The announcement comes after decades of inaction on abortion in Ireland, and just weeks after the predominantly Catholic country faced international criticism over the death of an Indian woman hospitalized in Ireland with an imminent miscarriage.
Health Minister James Reilly said parliamentary hearings on the issue would begin next month, lawmakers would receive a bill by Easter and they would be expected to vote on it by the summer. This would mark the first time that Irish lawmakers have ever voted on abortion, arguably the most divisive issue in a country whose constitution bans the practice.
The government of Prime Minister Enda Kenny promised a swift response after the Oct. 28 death of 31-year-old dentist Savita Halappanavar. Authorities did not make public the woman's death at the time, but her widower accused doctors at University Hospital Galway of refusing to terminate the pregnancy because the doomed 17-week-old fetus still had a heartbeat.
Halappanavar spent three days in increasing pain and illness before the fetus died and its remains were surgically removed. She then died from blood poisoning and organ failure three days after that. Her husband has refused to cooperate with two official Irish investigations into her death and instead is planning to sue Ireland in the European Court of Human Rights.
For two decades, successive Irish governments have resisted passing any law in support of a 1992 Supreme Court judgment that abortion should be legalized in Ireland in exceptional cases where pregnancy endangers a woman's life. Ireland's highest court ruled that a 14-year-old girl who had been raped by a neighbor should be provided an abortion because she was making credible threats to kill herself if denied one.
In 1992 and 2002, governments asked voters to approve constitutional amendments that would permit abortions only in medically essential circumstances, and exclude suicide threats as valid grounds. Voters rejected the proposals on both occasions.
Catholic conservatives oppose the court's suicide-threat justification, arguing it could be used to expand access to abortion beyond relatively rare cases where a pregnancy endangers a woman's life.
Reilly said the government would ensure "that the issue of suicide is not abused as it has been perceived to be" in other countries.
Kenny, a Catholic conservative himself who rose to power in March 2011, has fiercely criticized the Vatican over its involvement in the chronic cover-up of child sexual abuse by church officials in Ireland. He said all lawmakers in his party must vote in support of the government's eventual abortion bill or risk expulsion.
The Catholic Church's four archbishops in Ireland issued a joint statement urging the government to exclude any threat of suicide as grounds for granting abortion—and called on lawmakers to resist Kenny's insistence on party discipline.
The government normally has an unassailable majority in parliament, but any abortion vote could threaten it. About a dozen lawmakers in Kenny's party already say they oppose voting in favor of any access to abortion. This means Kenny could require support from left-wing opposition lawmakers to ensure passage.
The archbishops said the Supreme Court judgment was flawed, and passing a law in support of that ruling "would be both tragic and unnecessary."
"The lives of untold numbers of unborn children in this state now depend on the choices that will be made by our public representatives," the archbishops wrote.
They said the government should afford lawmakers "complete respect for the freedom of conscience. No one has the right to force or coerce someone to act against their conscience."

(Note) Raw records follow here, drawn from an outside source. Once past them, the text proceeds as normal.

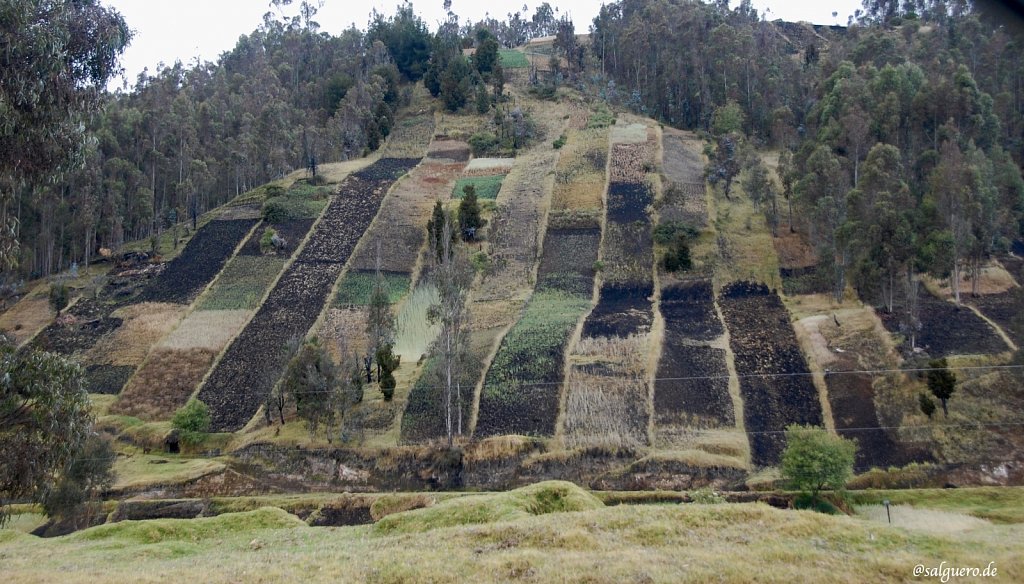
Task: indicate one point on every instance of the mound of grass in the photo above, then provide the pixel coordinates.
(512, 58)
(540, 499)
(157, 531)
(243, 283)
(356, 288)
(145, 469)
(486, 186)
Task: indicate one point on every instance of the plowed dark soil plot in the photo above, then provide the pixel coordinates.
(774, 379)
(689, 311)
(623, 310)
(107, 379)
(256, 359)
(188, 274)
(946, 329)
(567, 262)
(852, 400)
(628, 202)
(1006, 309)
(86, 322)
(292, 232)
(692, 387)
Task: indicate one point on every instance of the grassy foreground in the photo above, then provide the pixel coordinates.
(551, 532)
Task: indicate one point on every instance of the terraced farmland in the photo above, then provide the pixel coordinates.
(254, 361)
(692, 386)
(607, 393)
(947, 329)
(774, 379)
(201, 260)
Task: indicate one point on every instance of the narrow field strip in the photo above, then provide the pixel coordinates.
(774, 379)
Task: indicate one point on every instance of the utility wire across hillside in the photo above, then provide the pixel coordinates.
(826, 373)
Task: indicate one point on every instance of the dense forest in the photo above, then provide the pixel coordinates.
(901, 133)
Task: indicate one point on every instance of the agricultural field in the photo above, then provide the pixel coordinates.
(411, 136)
(142, 325)
(567, 262)
(163, 383)
(682, 163)
(448, 152)
(521, 389)
(242, 283)
(424, 414)
(200, 261)
(356, 287)
(947, 329)
(511, 58)
(488, 166)
(606, 393)
(848, 341)
(486, 186)
(252, 364)
(774, 380)
(400, 227)
(691, 390)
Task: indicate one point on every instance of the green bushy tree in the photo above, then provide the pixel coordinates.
(193, 422)
(815, 459)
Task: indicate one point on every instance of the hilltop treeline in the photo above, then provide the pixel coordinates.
(188, 137)
(901, 134)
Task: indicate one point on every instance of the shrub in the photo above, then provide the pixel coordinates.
(82, 482)
(58, 296)
(193, 422)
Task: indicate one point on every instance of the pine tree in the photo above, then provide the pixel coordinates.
(941, 382)
(469, 213)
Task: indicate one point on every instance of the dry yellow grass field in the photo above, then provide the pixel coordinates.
(164, 383)
(207, 329)
(143, 326)
(28, 317)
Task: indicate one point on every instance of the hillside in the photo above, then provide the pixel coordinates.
(586, 360)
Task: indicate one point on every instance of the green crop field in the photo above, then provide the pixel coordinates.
(356, 288)
(486, 186)
(512, 58)
(243, 283)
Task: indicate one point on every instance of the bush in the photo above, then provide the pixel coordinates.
(814, 459)
(58, 296)
(482, 143)
(193, 422)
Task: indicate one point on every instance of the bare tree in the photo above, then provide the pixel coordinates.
(453, 276)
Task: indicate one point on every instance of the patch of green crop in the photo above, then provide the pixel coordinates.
(531, 351)
(486, 186)
(243, 283)
(512, 58)
(356, 288)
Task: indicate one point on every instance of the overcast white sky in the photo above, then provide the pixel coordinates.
(166, 30)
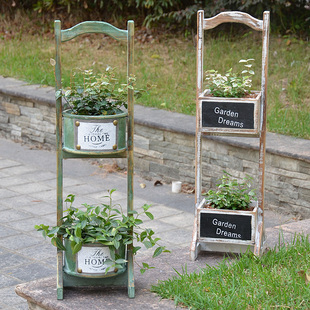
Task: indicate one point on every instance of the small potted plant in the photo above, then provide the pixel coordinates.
(229, 213)
(95, 238)
(228, 105)
(93, 116)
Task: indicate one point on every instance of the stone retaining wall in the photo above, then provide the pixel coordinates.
(165, 147)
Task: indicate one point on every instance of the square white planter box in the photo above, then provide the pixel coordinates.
(230, 116)
(223, 230)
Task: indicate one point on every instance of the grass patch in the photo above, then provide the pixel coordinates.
(276, 280)
(170, 63)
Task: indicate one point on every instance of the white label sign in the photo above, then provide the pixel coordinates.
(96, 136)
(91, 259)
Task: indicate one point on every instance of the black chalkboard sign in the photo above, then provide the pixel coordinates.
(234, 115)
(225, 226)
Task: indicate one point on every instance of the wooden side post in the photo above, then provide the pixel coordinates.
(59, 158)
(130, 169)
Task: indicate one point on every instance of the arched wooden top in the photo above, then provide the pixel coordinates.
(233, 17)
(94, 27)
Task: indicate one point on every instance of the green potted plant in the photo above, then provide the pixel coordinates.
(94, 119)
(228, 105)
(228, 215)
(95, 238)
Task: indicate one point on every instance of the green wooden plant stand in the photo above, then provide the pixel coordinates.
(119, 150)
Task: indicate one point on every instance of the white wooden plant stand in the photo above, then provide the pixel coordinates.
(227, 230)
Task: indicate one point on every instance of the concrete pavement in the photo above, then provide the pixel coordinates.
(28, 191)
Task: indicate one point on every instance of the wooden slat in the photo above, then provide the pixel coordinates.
(233, 17)
(94, 27)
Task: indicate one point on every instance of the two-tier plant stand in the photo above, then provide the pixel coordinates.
(71, 145)
(226, 230)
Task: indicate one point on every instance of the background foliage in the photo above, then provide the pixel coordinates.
(287, 16)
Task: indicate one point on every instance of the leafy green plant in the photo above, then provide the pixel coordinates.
(101, 94)
(105, 224)
(231, 194)
(231, 84)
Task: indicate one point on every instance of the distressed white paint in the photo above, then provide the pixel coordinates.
(259, 25)
(92, 259)
(93, 136)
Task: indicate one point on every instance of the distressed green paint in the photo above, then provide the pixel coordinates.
(59, 158)
(130, 165)
(94, 27)
(126, 278)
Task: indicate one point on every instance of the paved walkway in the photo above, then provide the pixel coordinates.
(28, 192)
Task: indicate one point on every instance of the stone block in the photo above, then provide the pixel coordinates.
(180, 139)
(11, 108)
(142, 142)
(163, 170)
(284, 163)
(150, 133)
(33, 113)
(22, 102)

Dr. Berry Kiely, spokesman for an Irish anti-abortion pressure group called the Pro Life Campaign, said the suicide clause would be exploited by pregnant women and represented a choice to kill an unborn baby, not a medical requirement to save a woman's life.

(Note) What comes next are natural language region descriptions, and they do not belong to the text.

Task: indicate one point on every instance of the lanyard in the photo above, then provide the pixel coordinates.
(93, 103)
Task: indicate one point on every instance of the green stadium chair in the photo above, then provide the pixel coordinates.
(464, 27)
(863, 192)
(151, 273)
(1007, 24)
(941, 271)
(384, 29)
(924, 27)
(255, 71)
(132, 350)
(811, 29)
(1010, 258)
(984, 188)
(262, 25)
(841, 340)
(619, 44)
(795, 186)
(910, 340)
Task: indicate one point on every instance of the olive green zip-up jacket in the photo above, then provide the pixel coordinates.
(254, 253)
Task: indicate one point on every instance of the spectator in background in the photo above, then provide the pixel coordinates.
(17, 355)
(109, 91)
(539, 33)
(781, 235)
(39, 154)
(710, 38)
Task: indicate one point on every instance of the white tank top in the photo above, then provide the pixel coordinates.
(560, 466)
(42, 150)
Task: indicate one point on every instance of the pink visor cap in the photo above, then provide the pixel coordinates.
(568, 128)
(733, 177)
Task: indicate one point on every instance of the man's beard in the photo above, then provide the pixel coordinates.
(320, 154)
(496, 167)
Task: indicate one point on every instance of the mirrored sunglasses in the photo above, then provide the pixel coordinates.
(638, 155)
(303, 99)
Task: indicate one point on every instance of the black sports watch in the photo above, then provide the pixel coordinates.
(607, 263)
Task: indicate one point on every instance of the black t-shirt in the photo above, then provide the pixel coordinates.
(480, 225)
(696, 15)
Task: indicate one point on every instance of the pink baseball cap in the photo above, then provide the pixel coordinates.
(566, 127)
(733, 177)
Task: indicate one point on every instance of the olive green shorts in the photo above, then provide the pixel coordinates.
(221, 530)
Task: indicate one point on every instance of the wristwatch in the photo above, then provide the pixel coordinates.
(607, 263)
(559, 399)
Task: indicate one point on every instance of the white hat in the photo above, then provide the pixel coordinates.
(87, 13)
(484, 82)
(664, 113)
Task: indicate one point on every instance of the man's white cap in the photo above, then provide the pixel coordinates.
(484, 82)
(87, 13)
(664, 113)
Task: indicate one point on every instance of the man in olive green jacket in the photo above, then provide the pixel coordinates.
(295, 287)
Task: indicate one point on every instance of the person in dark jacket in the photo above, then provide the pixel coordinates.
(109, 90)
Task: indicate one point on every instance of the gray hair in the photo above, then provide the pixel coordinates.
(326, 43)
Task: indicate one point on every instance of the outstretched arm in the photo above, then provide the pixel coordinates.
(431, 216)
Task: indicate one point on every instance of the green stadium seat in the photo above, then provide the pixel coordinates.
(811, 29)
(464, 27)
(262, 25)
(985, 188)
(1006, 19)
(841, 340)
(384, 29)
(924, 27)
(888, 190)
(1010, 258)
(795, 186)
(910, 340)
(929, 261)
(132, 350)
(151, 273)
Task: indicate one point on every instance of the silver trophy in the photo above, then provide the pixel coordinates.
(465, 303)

"A woman who says she's suicidal because of being pregnant with this baby, what she's saying is she doesn't want a living baby at the end of this procedure," Kiely said. "You're actually, in that situation, proposing to directly and intentionally ensure the death of her baby."

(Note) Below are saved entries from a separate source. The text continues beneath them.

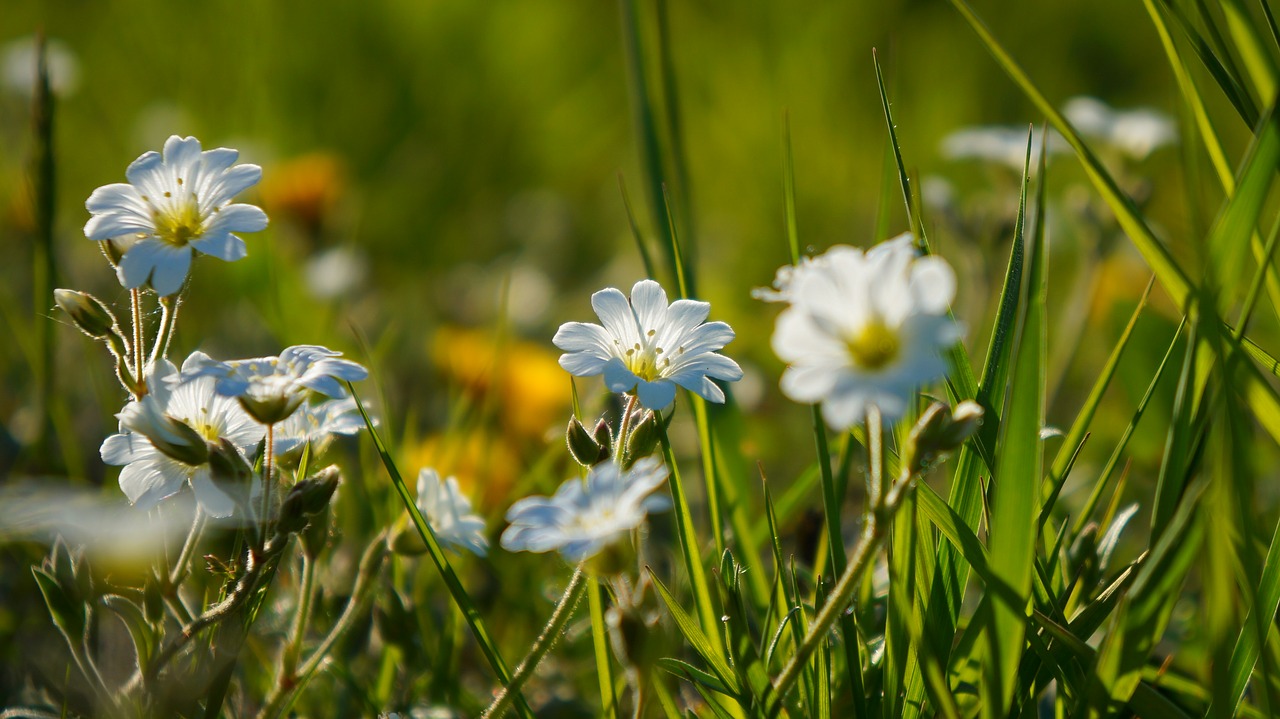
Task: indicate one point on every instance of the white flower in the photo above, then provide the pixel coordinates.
(864, 329)
(150, 474)
(649, 347)
(1133, 132)
(448, 512)
(585, 517)
(272, 388)
(318, 424)
(174, 205)
(999, 143)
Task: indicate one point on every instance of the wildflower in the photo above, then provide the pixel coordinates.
(1137, 133)
(156, 444)
(1000, 145)
(648, 347)
(584, 517)
(272, 388)
(863, 329)
(174, 205)
(318, 424)
(448, 511)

The Supreme Court judgment did legally empower Irish hospitals to begin providing such abortions, but doctors in practice have often refused to provide them anyway, citing the risk of facing lawsuits or criminal charges because of lawmakers' refusal to provide any definitive legislation on the matter.
Two years ago, Ireland lost a lawsuit in the European Court of Human Rights brought by three Irish women who said their health had been needlessly jeopardized by the lack of any explicit, clear Irish abortion laws.
The court agreed with litigants that Ireland failed to provide clear access to information on when abortions could be performed lawfully in the country. It also ruled that one woman, a cancer survivor in remission, should have received clear medical advice in Ireland as to whether her pregnancy posed a severe risk to her health. She ended up researching her medical circumstances on the Internet, then traveling to England for an abortion, but suffered severe medical complications because of the delay involved.
Approximately 4,000 women travel from the Republic of Ireland annually for abortions in England, where the practice was legalized in 1967.